Wettingen-Mehrerau Abbey is directly subordinate to the Holy See and thus forms no part of the Catholic Archdiocese of Salzburg.
Little information survives on the history of either foundation up to 1079, when the monastery was reformed by the monk Gottfried, sent by abbot William of Hirsau, and the Rule of St.
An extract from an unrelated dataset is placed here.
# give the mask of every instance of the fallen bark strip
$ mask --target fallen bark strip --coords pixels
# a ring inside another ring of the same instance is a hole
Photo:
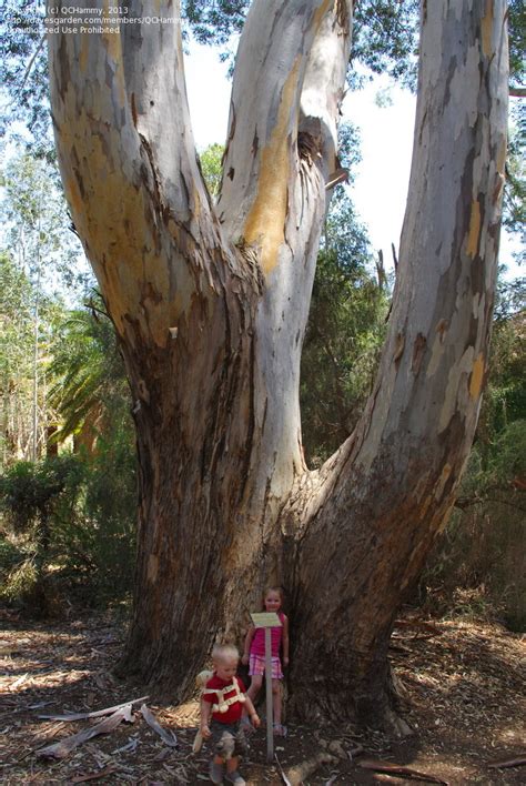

Benedict was introduced.
In particular Ulrich Mötz, later abbot, exerted much influence in the Bregenz Forest by his preaching against the spread of religious innovations while he was provost of Lingenau (1515–33).
However, the Treaty of Pressburg (1805) gave Vorarlberg, and with it the abbey, to Bavaria, which under the "Reichsdeputationshauptschluss" had already secularised its own religious houses in 1802–03.
When the district came again under the rule of Austria, the surviving monastic buildings were used for various purposes until in 1853 they were bought, with the permission of Emperor Franz Joseph I, from the last owner, along with some pieces of land connected with them, by the abbot of the Cistercian Wettingen Abbey in Switzerland, a monastery which had been forcibly suppressed by the Canton of Aargau in 1841, and for thirteen years had been seeking a new home.
The monastic buildings were extended, and in 1859 a new Romanesque church was built; of particular note is the monument to Cardinal Hergenröther (died 1890), who is buried there.
In 1919 Wettingen-Mehrerau bought the pilgrimage church at Birnau and the nearby Schloss Maurach, which to this day it runs as a priory.